For the housing market, the immediate implication is clear: removing the Golden Visa’s real estate route reduces a visible source of demand but does not fix supply. Land use rules, construction capacity, and fiscal incentives for housing development are where meaningful changes must happen.
How buyers, investors and expats should respond
If you are an investor or expat planning on Portugal, here are practical steps we advise:
- If your plan was to buy property for a Golden Visa, update strategy. You can still buy property for residence or lifestyle reasons, but not for ARI qualification.
- For residency via funds, vet CMVM registration, manager experience, and the fund’s onshore investment percentage.
- Budget for 12–24 months of processing time and prepare for family reunification paperwork.
- Consult Portuguese tax counsel to understand tax residency, reporting, and potential implications of any future citizenship-law change.
- If you are focused on property investment returns, concentrate on fundamentals: rental yields, vacancy trends, regulatory limits on short-term lets, and local demand from residents rather than tourists.

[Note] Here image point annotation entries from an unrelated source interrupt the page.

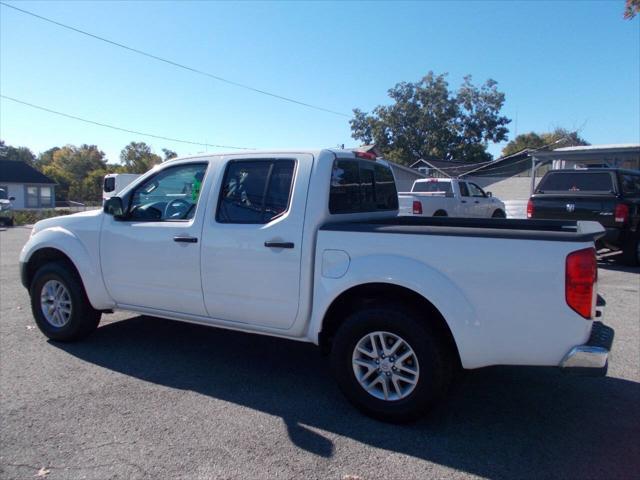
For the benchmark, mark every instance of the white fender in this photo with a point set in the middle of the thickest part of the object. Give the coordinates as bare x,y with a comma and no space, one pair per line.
405,272
85,262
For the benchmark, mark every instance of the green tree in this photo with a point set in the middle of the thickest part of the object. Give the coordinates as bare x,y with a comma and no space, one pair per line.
560,137
169,154
46,157
71,167
137,157
20,154
631,9
426,119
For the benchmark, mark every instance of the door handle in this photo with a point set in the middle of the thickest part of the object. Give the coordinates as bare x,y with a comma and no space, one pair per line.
185,239
279,244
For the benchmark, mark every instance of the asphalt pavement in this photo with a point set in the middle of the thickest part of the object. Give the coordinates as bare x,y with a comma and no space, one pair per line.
150,398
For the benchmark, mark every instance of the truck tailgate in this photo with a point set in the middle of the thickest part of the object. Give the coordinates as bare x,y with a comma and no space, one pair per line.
598,208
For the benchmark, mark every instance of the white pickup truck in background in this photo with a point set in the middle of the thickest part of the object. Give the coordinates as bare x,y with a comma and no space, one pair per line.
449,197
115,182
308,245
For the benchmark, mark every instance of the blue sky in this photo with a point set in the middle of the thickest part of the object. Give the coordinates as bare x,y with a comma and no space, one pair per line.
573,64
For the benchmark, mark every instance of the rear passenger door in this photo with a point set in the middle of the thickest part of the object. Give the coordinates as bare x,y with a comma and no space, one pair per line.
252,241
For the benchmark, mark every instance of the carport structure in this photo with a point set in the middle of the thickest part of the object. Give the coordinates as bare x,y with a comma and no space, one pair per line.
589,156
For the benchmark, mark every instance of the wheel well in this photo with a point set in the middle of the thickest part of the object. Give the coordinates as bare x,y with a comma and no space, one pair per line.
47,255
370,293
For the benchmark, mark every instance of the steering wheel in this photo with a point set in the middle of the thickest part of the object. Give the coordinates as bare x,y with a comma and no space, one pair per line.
176,208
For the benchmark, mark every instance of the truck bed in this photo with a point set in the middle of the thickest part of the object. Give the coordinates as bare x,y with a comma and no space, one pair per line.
549,230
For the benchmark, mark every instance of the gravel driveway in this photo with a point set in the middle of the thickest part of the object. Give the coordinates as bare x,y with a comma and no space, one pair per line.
151,398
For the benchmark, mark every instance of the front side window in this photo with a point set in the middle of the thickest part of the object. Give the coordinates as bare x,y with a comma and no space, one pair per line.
171,194
432,186
475,190
32,197
361,186
109,184
255,191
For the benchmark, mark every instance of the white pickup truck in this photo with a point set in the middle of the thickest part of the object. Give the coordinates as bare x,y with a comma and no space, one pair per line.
449,197
309,246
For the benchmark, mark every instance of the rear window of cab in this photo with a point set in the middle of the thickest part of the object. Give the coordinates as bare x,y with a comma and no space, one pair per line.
574,182
361,186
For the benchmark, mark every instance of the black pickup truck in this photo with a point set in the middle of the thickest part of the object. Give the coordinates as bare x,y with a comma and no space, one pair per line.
607,195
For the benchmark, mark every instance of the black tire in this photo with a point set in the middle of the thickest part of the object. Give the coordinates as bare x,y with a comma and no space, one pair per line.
434,359
631,251
84,319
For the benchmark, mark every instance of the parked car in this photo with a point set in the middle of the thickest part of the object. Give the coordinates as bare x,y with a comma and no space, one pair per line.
115,182
449,197
308,246
607,195
6,213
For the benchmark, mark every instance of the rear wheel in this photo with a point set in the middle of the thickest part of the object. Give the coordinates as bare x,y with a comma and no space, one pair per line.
60,305
389,363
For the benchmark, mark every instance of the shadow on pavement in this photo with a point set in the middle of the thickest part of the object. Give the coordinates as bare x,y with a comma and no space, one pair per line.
498,422
616,266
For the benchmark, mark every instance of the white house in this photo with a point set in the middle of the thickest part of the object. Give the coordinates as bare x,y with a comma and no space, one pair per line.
29,187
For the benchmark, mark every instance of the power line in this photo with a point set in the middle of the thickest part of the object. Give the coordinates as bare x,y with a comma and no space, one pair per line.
106,125
175,64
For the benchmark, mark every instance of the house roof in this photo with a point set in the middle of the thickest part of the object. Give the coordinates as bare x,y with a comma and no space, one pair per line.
590,148
15,171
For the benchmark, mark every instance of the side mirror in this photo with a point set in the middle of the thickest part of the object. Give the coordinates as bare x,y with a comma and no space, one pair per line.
113,206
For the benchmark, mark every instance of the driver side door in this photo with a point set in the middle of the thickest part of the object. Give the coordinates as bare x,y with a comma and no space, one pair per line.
151,258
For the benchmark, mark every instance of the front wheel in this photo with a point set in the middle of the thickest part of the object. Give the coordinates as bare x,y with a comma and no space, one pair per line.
389,363
60,305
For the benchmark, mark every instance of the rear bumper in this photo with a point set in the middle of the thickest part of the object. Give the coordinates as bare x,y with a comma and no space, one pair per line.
613,237
592,357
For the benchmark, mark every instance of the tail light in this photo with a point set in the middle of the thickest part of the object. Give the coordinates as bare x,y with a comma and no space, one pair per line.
530,209
621,213
580,282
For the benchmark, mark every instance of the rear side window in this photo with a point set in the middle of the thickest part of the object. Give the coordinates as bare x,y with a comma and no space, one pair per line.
255,191
361,186
630,184
576,182
434,186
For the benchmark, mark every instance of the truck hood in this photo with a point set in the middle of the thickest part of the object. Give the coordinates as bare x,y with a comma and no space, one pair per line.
89,220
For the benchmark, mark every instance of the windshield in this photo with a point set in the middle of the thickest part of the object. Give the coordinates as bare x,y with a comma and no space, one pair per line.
576,182
432,187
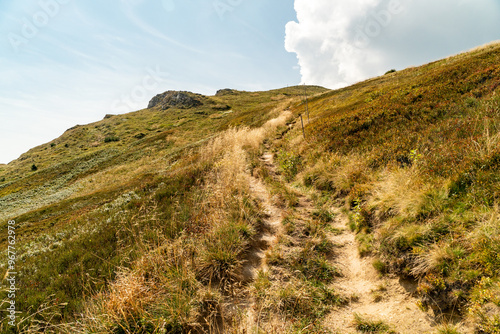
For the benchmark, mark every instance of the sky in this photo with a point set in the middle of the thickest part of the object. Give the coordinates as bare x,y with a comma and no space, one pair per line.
68,62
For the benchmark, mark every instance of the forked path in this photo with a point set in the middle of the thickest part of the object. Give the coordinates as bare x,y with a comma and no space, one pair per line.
373,297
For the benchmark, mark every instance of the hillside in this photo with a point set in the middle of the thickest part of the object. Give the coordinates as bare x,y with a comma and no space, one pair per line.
214,213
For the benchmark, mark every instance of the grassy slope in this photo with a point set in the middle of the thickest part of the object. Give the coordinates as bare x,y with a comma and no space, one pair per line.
415,158
412,156
78,213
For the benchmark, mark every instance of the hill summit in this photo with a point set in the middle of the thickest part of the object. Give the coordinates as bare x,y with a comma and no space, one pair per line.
178,99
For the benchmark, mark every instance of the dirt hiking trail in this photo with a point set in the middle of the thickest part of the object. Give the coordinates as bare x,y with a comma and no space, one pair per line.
372,297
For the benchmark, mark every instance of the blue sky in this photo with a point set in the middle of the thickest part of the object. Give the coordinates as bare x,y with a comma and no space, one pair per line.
68,62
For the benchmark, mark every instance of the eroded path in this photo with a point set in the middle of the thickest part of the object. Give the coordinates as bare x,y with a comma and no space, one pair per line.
371,296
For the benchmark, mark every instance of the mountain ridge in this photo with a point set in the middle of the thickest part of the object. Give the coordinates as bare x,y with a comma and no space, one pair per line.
145,221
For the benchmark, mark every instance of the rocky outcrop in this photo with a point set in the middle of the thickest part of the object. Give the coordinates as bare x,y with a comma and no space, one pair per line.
225,91
176,99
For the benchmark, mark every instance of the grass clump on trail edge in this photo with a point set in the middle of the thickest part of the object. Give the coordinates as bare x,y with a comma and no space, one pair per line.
147,234
414,159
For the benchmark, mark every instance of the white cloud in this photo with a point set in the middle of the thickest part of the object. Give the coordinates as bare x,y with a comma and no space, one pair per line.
344,41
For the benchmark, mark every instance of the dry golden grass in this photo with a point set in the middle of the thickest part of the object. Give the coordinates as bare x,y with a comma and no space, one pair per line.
399,191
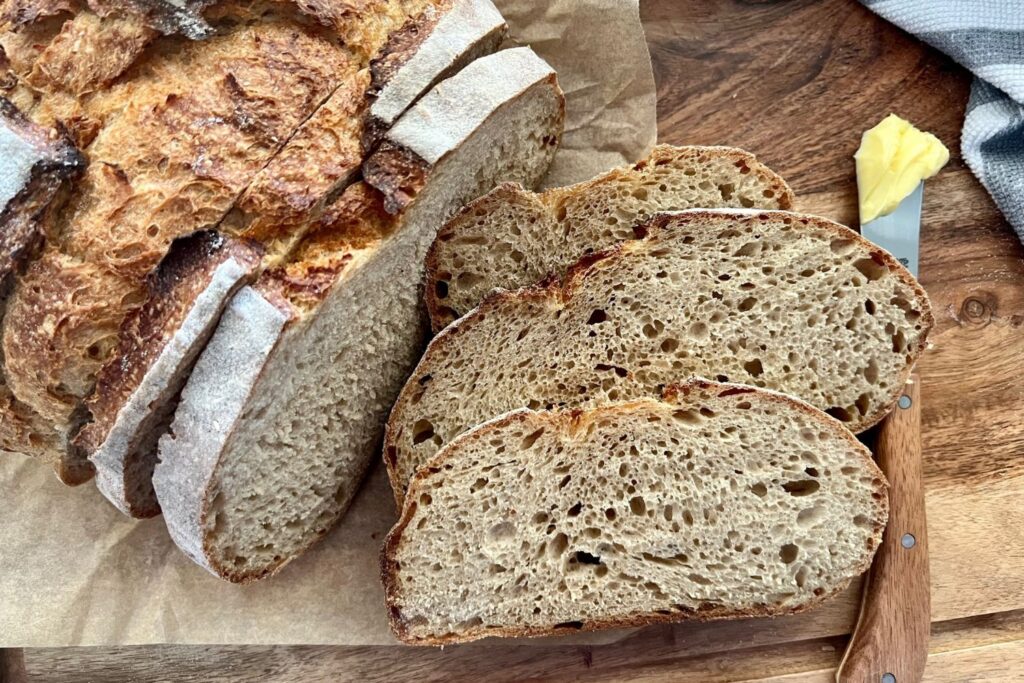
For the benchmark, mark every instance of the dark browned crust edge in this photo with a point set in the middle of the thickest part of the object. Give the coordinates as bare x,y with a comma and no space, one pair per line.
171,290
442,315
398,49
389,569
562,290
398,173
23,219
169,18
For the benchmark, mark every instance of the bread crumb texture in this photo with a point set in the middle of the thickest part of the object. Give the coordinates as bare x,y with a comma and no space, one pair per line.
722,502
513,238
775,299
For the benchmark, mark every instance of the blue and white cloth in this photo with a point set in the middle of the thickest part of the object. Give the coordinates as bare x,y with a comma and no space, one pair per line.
987,37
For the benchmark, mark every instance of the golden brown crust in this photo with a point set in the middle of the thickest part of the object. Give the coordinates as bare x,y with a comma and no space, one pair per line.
89,52
24,219
398,49
61,323
171,291
321,158
389,568
354,222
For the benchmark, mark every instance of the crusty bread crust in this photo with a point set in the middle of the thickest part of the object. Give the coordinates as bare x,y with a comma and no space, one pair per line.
547,205
389,568
428,132
559,291
193,461
427,49
28,208
136,390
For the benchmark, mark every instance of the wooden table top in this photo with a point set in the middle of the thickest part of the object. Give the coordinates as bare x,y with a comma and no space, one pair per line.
794,82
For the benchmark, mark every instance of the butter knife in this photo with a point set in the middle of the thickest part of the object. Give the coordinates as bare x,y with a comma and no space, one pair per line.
890,641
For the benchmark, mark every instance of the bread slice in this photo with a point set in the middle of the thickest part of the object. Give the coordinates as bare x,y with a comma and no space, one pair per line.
773,299
420,54
722,502
512,238
137,389
451,113
251,132
284,410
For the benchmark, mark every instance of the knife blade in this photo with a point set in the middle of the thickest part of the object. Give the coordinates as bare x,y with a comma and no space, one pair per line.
899,231
890,641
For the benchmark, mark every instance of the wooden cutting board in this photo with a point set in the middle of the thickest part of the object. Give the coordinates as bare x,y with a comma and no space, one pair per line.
796,83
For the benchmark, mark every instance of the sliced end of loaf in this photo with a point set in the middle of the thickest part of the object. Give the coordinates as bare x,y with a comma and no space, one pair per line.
448,115
509,240
136,390
429,48
219,387
307,424
722,502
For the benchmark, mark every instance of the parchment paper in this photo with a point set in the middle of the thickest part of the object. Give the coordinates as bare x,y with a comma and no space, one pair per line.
75,571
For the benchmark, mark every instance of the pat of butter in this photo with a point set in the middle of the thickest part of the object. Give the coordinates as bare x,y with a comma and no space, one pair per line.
893,158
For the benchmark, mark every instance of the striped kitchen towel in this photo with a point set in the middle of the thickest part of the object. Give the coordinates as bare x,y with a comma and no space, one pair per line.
987,37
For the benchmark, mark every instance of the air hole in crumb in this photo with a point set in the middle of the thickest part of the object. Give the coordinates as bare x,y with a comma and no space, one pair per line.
584,557
687,417
801,487
530,439
558,545
842,246
810,516
501,531
788,553
870,268
637,505
422,431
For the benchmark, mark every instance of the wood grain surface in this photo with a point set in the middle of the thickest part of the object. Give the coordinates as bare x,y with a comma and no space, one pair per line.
891,635
795,82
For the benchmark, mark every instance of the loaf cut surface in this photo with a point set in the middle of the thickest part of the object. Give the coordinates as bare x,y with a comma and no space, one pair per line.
721,502
772,299
284,411
513,238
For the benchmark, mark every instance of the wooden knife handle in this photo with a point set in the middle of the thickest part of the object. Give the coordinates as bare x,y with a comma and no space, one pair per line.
890,642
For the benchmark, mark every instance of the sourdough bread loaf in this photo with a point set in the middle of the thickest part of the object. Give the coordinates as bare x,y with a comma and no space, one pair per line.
285,408
720,502
772,299
513,238
135,396
248,128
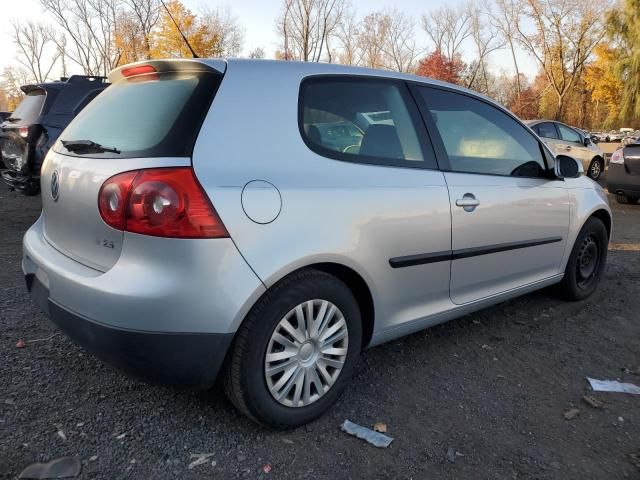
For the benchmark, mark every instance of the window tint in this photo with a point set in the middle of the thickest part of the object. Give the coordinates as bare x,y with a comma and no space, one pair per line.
569,134
30,106
147,115
479,138
546,130
360,120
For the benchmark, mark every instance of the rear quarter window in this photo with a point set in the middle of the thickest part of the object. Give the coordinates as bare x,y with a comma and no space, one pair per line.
152,115
363,120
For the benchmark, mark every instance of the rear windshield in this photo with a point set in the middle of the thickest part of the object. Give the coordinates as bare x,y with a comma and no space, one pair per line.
155,115
30,107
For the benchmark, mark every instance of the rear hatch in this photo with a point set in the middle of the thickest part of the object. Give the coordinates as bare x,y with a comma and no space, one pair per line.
632,158
151,117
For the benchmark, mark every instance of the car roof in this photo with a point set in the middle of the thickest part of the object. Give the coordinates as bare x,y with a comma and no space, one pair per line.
303,69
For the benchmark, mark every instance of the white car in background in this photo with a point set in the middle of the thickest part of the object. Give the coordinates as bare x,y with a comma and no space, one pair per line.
565,140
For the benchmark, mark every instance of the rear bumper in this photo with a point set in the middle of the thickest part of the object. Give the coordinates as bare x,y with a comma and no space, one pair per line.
166,311
619,180
181,359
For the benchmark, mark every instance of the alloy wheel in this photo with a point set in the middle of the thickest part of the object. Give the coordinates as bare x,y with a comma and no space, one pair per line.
588,261
306,353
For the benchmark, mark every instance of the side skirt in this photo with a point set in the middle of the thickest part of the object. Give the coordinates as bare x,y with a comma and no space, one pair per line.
458,311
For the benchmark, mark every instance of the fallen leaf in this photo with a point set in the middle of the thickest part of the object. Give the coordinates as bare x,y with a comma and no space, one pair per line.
380,427
592,401
200,459
571,413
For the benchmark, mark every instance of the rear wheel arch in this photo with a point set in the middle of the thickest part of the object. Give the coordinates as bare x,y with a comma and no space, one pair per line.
353,281
604,217
361,291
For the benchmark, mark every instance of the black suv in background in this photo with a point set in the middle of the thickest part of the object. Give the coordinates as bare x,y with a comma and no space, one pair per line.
45,111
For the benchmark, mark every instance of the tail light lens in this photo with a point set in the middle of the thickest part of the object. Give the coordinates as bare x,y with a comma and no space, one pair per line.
617,156
163,202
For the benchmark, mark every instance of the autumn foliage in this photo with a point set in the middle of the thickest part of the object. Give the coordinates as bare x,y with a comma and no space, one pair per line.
437,66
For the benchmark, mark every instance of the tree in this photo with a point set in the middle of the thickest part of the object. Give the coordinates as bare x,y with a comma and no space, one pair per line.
224,30
89,26
624,30
448,27
147,14
438,67
11,80
306,27
347,34
566,32
36,45
602,80
257,53
505,19
375,28
129,40
399,45
167,41
486,40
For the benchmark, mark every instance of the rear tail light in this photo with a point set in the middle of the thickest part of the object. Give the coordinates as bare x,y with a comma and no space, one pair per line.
163,202
617,156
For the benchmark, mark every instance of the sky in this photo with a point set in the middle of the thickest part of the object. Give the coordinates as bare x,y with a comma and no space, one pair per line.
258,17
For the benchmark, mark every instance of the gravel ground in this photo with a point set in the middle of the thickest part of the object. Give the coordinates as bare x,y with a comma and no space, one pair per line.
479,397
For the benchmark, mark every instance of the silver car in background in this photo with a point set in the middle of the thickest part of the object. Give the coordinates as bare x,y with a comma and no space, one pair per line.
565,140
270,220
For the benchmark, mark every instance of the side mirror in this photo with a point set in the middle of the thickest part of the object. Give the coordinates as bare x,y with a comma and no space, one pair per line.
567,167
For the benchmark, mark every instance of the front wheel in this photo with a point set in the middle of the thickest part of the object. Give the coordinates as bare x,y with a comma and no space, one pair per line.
586,263
595,169
296,350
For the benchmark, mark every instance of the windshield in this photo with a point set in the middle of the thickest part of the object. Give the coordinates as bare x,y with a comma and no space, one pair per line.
30,107
145,116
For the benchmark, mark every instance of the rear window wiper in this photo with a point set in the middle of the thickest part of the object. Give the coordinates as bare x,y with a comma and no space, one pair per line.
87,146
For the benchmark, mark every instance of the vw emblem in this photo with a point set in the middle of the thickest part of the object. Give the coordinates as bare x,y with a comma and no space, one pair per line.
55,186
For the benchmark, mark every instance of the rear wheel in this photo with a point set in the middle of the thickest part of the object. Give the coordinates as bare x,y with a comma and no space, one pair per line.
586,263
296,350
595,169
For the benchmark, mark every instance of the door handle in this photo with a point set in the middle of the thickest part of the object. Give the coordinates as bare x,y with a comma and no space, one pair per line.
468,202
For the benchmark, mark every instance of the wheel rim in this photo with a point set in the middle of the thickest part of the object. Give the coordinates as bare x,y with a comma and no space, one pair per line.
306,353
588,261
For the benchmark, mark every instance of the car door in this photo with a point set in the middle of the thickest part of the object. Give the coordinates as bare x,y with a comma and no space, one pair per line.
572,144
510,217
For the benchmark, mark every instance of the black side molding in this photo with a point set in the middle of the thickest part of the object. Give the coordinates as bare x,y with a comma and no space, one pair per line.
424,258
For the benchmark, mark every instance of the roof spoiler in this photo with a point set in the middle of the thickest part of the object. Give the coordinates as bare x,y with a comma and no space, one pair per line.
171,65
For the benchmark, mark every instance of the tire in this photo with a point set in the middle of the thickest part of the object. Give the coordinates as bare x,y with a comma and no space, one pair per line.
245,378
595,168
581,278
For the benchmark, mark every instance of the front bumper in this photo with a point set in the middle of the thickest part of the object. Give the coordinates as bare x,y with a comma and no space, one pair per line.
182,359
166,311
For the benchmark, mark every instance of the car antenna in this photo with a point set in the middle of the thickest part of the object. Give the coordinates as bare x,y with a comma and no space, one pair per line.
195,55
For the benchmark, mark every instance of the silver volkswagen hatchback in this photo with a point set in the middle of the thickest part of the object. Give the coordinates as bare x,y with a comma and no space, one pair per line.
270,220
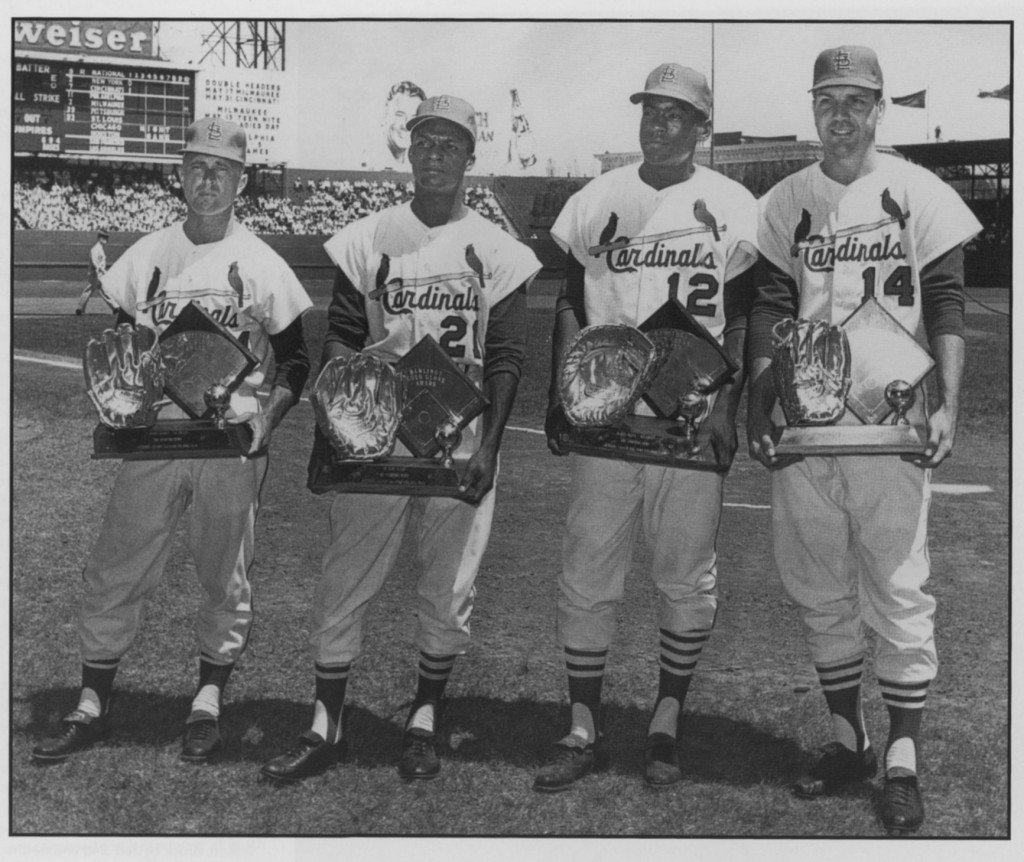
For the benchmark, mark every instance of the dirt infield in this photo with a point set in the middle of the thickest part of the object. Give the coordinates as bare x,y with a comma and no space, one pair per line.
754,717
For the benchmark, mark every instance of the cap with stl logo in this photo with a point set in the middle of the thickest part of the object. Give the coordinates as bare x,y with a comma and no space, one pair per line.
847,66
454,110
213,136
679,82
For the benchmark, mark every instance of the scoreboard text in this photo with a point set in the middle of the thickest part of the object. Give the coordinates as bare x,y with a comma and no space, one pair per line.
95,109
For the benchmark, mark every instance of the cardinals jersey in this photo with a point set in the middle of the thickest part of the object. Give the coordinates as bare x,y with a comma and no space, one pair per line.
842,244
641,247
240,281
421,281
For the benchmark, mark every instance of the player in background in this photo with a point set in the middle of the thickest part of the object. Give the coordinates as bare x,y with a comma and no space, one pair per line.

We find that investors who adjust expectations and perform disciplined due diligence fare better than those chasing headline residency benefits alone.
Final assessment
Portugal’s Golden Visa has proven adaptable. The property era generated €6.45 billion and reshaped city markets; the fund era is now trying to redirect capital into companies that produce jobs and growth. That is an ambitious shift and it is not guaranteed to succeed. The fund route reduces direct pressure on housing demand but will not solve a housing shortage that is rooted in low construction volumes and regulatory barriers.
For investors, the key trade-offs are clear: funds offer a route to residency with domestic economic impact and a different risk-return profile than bricks-and-mortar. The political and administrative timelines remain long, and the citizenship path could change. Plan for those constraints and prioritise legal and financial advice.
A specific takeaway for property-minded readers: by April 2025 median bank appraisals rose 16.9% year-on-year to €1,866/m², confirming that supply-side problems will continue to drive housing prices even after the Golden Visa stopped funding property purchases.
Frequently Asked Questions
Q: Is it still possible to get a Golden Visa by buying property in Portugal?
A: No. Since the Mais Habitação law took effect in October 2023, direct real estate purchases and real-estate-linked funds are no longer eligible routes for Golden Visa residency.
Q: What is the main route investors now use to qualify?
A: Investment funds are the dominant route. Applicants must commit at least €500,000 to CMVM-regulated venture capital or private equity funds that invest at least 60% of capital in Portugal. Currently about 96% of applicants choose this path.
Q: How long does the Golden Visa application take now?
A: Processing through AIMA typically takes 12–24 months from application to initial permit, reflecting backlogs and detailed compliance checks.
Q: Will changes to citizenship rules affect current applicants?
A: Possible. Parliament has debated extending the citizenship timeline from five to ten years. A recent version was vetoed by the president, but legislative changes remain a risk. Applicants should monitor legal developments and seek counsel.